第24章 恋バナ
「そっか。前から兵長のことを好きだった訳ではないんだね。それならまぁ、納得かな」
ニファがそう言っているのを聞きながら、ナナバは思い出していた。
大浴場で一緒に、お湯を手のひらにすくった夜のことを。
あのときはマヤはまだ、はっきりとリヴァイ兵長への恋心を自覚していなかった。
……自分はたまたま、マヤの恋の始まりのあたりに、あのとき居合わせたんだな。
納得してくれたニファに対して、マヤが謝った。
「そうなんです、ニファさん。ほんと自分でも自分の気持ちがよくわからなかったり…。
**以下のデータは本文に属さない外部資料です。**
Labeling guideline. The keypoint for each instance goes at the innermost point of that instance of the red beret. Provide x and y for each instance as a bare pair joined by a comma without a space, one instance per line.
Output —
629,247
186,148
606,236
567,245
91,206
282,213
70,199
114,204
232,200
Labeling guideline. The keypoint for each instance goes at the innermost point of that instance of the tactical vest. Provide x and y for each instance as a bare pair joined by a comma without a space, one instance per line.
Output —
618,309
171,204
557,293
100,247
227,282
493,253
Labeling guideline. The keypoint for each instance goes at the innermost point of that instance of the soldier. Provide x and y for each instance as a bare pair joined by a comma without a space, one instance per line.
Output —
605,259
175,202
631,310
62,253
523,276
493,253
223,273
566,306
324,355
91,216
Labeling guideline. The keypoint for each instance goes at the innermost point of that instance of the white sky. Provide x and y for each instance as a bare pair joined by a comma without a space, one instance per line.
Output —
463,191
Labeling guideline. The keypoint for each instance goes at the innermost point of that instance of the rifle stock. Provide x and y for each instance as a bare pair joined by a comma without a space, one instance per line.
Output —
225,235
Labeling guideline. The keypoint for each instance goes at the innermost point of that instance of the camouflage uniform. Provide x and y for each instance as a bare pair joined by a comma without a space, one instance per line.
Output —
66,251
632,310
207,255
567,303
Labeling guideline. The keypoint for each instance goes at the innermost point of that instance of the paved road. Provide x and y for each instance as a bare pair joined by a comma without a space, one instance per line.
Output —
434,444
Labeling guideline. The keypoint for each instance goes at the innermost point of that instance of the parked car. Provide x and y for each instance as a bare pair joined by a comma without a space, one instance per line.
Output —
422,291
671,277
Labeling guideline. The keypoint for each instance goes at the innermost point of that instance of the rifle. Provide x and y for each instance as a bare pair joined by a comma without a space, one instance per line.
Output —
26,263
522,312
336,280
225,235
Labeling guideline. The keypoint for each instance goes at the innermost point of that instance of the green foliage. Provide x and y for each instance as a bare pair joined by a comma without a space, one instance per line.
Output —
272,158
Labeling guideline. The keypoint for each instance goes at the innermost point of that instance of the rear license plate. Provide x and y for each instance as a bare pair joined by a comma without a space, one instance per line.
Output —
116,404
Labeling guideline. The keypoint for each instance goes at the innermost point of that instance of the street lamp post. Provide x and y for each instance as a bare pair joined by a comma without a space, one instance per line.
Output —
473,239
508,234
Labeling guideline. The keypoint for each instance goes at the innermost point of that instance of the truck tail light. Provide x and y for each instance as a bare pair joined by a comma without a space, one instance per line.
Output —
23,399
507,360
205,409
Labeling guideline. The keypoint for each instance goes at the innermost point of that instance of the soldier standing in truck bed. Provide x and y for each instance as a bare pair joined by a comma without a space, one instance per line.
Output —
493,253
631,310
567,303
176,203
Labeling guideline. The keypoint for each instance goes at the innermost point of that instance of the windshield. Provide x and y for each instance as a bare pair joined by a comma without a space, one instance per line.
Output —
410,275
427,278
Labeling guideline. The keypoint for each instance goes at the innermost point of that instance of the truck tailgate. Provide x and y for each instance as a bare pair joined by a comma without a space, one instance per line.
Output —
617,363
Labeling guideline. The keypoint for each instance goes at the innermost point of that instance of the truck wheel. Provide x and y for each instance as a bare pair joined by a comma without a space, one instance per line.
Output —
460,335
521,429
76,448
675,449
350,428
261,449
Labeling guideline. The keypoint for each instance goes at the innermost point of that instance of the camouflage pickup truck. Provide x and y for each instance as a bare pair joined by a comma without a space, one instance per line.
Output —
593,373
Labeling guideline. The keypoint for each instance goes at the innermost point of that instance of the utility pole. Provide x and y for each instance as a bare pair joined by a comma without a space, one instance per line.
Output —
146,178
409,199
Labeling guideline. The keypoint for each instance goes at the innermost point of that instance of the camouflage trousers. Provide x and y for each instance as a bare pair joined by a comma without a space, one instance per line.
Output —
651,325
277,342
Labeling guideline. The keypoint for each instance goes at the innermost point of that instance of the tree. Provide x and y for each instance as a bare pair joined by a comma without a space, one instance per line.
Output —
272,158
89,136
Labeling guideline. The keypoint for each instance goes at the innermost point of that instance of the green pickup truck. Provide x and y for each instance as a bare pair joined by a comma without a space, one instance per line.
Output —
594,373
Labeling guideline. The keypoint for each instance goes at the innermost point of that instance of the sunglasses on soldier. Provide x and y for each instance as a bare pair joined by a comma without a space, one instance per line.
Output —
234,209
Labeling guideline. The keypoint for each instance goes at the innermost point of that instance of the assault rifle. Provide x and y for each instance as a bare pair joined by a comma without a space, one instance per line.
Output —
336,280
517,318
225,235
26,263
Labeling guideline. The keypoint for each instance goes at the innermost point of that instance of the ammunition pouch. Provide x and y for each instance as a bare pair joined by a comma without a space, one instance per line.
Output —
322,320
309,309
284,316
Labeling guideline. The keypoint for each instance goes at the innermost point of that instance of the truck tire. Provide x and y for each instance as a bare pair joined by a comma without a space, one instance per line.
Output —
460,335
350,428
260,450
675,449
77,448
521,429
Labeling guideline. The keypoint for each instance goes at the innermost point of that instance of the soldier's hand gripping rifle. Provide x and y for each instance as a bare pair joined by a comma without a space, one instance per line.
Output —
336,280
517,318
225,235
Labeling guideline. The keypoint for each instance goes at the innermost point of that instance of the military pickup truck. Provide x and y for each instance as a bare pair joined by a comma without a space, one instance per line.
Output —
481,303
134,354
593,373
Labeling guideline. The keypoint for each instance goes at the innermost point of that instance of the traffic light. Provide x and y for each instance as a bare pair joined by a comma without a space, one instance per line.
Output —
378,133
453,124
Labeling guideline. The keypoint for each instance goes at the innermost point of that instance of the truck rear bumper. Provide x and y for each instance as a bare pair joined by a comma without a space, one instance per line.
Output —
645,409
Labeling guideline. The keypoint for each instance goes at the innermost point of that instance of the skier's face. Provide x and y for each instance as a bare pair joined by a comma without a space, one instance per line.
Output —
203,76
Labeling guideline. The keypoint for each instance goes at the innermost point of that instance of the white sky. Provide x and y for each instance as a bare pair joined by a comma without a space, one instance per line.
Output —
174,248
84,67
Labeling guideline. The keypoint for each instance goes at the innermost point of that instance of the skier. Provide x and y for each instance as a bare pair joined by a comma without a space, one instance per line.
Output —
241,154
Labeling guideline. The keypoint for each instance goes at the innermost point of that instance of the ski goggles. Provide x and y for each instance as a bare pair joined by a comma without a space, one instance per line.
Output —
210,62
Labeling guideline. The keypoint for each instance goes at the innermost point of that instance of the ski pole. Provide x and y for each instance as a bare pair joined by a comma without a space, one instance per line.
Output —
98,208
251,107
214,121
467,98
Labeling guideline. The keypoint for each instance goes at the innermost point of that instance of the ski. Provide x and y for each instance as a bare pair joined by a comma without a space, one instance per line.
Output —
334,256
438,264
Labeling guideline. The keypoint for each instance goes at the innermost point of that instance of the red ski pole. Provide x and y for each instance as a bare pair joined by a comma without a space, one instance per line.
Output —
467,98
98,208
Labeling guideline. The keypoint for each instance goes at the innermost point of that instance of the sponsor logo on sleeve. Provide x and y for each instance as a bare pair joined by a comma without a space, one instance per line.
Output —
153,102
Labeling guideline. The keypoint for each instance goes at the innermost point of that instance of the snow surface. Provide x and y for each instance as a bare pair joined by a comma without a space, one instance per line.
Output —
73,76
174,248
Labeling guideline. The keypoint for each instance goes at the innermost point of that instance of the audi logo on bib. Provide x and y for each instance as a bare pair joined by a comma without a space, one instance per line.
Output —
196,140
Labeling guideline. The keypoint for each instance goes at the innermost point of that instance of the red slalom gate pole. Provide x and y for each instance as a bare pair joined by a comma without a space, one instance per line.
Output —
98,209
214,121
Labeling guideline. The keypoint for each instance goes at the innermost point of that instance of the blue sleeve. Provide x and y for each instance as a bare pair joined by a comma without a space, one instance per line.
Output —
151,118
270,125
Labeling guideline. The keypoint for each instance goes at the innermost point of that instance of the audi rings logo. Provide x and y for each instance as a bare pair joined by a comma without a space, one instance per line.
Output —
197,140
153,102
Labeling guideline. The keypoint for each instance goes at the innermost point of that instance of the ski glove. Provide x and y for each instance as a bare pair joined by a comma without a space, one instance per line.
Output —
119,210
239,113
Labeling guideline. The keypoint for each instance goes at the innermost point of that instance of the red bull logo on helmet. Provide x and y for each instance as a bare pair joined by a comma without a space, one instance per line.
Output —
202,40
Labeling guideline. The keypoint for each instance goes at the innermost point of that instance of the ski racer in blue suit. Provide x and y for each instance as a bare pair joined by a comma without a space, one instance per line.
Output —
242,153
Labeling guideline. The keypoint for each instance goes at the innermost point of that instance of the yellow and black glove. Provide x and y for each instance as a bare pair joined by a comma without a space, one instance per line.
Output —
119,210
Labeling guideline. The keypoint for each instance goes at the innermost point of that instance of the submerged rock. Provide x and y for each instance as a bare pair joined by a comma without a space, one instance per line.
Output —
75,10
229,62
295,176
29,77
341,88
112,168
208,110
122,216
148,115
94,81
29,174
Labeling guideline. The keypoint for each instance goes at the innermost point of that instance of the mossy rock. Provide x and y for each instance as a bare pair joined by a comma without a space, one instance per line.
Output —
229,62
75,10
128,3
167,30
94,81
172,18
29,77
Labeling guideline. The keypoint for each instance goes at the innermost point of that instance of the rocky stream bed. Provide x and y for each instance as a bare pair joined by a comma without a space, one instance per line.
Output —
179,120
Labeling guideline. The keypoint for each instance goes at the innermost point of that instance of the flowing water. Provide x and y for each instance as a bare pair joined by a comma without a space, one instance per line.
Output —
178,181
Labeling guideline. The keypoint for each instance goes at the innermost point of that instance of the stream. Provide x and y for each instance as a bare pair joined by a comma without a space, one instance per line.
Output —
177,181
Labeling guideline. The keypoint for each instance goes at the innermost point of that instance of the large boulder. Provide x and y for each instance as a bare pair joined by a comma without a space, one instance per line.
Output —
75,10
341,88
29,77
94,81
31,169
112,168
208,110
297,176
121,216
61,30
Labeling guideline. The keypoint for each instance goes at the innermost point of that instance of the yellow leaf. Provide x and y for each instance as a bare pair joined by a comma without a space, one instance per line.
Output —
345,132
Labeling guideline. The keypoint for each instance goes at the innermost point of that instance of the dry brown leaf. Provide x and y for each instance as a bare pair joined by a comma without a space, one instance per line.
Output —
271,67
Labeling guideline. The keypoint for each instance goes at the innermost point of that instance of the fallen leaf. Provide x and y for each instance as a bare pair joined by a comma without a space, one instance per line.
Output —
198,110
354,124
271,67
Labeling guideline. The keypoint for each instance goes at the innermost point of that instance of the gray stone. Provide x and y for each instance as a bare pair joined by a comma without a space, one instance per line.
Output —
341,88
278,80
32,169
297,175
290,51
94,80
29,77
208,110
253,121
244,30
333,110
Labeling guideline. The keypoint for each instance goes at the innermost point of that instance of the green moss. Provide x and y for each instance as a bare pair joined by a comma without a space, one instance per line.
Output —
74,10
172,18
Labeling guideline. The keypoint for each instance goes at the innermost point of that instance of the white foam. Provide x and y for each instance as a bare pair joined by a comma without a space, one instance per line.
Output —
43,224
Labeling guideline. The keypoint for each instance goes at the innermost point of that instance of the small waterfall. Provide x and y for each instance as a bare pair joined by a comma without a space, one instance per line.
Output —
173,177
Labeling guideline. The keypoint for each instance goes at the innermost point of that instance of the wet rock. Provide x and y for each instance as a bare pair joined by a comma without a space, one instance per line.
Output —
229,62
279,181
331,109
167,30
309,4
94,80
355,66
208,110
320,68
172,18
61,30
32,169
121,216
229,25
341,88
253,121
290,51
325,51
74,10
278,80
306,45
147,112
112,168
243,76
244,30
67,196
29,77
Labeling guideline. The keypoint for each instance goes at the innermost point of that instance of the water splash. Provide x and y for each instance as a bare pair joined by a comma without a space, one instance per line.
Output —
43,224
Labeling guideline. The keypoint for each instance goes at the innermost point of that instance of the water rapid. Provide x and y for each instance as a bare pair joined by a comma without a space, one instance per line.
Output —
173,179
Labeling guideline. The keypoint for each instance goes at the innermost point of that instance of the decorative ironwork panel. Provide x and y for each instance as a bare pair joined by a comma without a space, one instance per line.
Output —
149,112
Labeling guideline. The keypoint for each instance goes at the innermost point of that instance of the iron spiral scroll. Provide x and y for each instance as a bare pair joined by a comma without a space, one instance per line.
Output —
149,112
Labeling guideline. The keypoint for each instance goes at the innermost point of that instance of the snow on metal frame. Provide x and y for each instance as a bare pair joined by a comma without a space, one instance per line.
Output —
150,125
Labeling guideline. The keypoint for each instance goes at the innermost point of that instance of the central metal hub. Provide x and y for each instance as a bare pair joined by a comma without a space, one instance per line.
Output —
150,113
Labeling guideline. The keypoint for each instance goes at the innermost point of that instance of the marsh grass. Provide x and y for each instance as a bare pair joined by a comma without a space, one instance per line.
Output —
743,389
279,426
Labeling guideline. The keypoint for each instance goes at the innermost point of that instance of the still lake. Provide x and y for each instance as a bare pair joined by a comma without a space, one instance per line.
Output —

なんか… すみません…」
頭を下げられて、ニファは慌てる。
「いや、こっちこそごめん! 別に怒ったんじゃなくて、そんなの聞いてないよ~って思っただけだから。だってほら、私とマヤは恋嘘仲間なのにさ。知らないなんて、なんか淋しいもん」
恋嘘… ニファが貸してくれた “恋と嘘の成れの果て” が話に出てきて、マヤに笑顔が戻る。
「恋嘘仲間! ふふ、いい響きですね」
「でしょ? マヤだけが唯一、あの本の面白さをわかってくれる仲間なんだからね」
「はい!」
ニファとマヤが仲良く盛り上がっているところへ、ハンジが乱入する。
「その恋愛小説仲間なんだったらさ、ニファも誰かに恋してるのかい?」
「全然…。今は小説を読んでる方が楽しいって感じですかね」
「へぇ、そうなんだ。じゃあさ…」
今度はナナバがニファに訊く。
「新兵のときに、ニファの代でも団長とか兵長とか騒いでいたんだろう? それも興味なし?」
「そうですね。それこそマヤじゃないけど、ぴんと来ない感じだった」
「なるほど。まぁ、同意だけどね。私も団長や兵長のことは、なんとも思わないし」
とナナバがうなずけば、ハンジは嬉しそうににかっと笑った。